The Gujarati (GIH) sample adds its own distinct twist. There is some overlap between GIH and CEU, and some overlap between GIH and CHD. But by and large the same pattern obtains as between Europe and China: India has its own Neandertal common variants, not widely shared with either CEU or CHD. For example, here's the CHD comparison; CHD going toward left, GIH toward right. The basic pattern is that most cases are clusted on the edge of the graph, few are scattered across most of the area, and there's no consistent pattern among them. Still, the highest-frequency GIH case is the same as the high-frequency haplotype noted in CEU and TSI above.

Neandertal haplotypes on chromosome 19 histogram in CHD and GIH samples

These examples should demonstrate pretty clearly that this is not solely an X chromosome phenomenon; basically we're looking at the effects of drift in small ancient populations after they mixed with Neandertals.
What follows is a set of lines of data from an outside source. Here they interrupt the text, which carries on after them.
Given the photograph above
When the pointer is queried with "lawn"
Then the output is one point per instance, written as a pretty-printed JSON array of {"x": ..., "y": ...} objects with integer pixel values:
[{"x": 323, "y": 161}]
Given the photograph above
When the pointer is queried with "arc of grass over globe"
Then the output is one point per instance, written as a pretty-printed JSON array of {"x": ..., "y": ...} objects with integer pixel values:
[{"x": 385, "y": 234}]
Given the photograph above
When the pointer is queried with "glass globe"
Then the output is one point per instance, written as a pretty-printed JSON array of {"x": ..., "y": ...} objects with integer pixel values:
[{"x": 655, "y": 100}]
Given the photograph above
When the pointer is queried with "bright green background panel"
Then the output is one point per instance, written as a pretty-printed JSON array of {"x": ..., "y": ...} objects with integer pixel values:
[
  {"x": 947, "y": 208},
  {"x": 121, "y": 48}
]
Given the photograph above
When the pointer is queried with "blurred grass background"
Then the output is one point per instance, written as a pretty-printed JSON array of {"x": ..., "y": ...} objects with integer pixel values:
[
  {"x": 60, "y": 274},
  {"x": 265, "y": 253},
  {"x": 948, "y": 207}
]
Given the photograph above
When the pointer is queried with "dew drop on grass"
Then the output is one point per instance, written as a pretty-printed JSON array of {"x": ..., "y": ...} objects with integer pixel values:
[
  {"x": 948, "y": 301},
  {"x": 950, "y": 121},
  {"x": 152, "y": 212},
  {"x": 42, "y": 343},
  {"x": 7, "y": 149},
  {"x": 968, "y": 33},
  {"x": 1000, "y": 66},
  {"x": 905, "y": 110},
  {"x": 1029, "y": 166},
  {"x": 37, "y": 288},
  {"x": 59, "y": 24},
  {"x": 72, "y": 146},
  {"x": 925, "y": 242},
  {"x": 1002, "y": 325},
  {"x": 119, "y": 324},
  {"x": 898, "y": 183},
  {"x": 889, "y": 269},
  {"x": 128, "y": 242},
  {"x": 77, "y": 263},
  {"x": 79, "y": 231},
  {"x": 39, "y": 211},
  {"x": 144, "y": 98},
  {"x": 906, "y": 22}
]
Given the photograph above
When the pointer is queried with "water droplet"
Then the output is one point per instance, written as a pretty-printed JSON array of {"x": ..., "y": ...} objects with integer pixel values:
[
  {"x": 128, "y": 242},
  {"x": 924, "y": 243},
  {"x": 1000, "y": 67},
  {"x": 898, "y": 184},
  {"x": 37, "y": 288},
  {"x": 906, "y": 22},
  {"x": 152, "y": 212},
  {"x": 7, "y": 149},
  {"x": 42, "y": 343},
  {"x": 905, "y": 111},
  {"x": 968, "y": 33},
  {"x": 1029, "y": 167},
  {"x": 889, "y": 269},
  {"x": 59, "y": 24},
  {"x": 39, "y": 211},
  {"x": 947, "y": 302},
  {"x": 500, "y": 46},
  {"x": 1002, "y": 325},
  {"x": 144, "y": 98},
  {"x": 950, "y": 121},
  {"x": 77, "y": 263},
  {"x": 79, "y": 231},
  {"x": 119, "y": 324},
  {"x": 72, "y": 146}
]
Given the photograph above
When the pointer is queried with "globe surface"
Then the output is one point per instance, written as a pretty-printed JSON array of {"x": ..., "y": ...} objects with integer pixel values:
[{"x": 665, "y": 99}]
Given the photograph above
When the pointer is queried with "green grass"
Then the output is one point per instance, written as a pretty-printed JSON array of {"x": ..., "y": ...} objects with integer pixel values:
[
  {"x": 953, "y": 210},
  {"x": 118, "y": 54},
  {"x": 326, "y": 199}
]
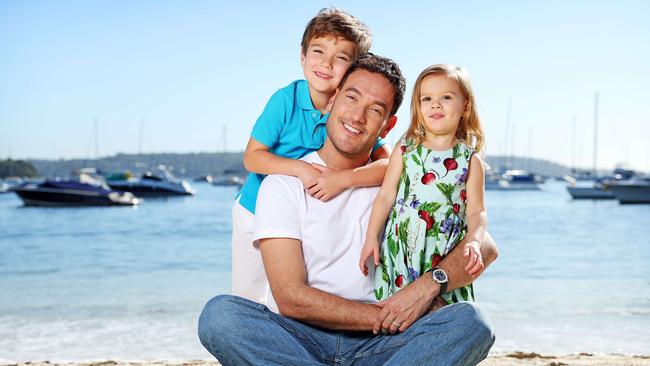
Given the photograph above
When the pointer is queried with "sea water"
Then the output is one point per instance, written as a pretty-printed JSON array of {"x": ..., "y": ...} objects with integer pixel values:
[{"x": 129, "y": 282}]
I did have an excellent question today after my talk where I discussed this pattern -- how do we know that this isn't separate mixture events giving rise to different Neandertal-derived variants in different recent humans?

That's not a trivial question to answer, and I don't think we could easily rule out the hypothesis in the abstract. But the fact that these populations have very similar fractions of Neandertal contribution overall does suggest a single history of mixing. I'll give this some more consideration as I look across the rest of the genome.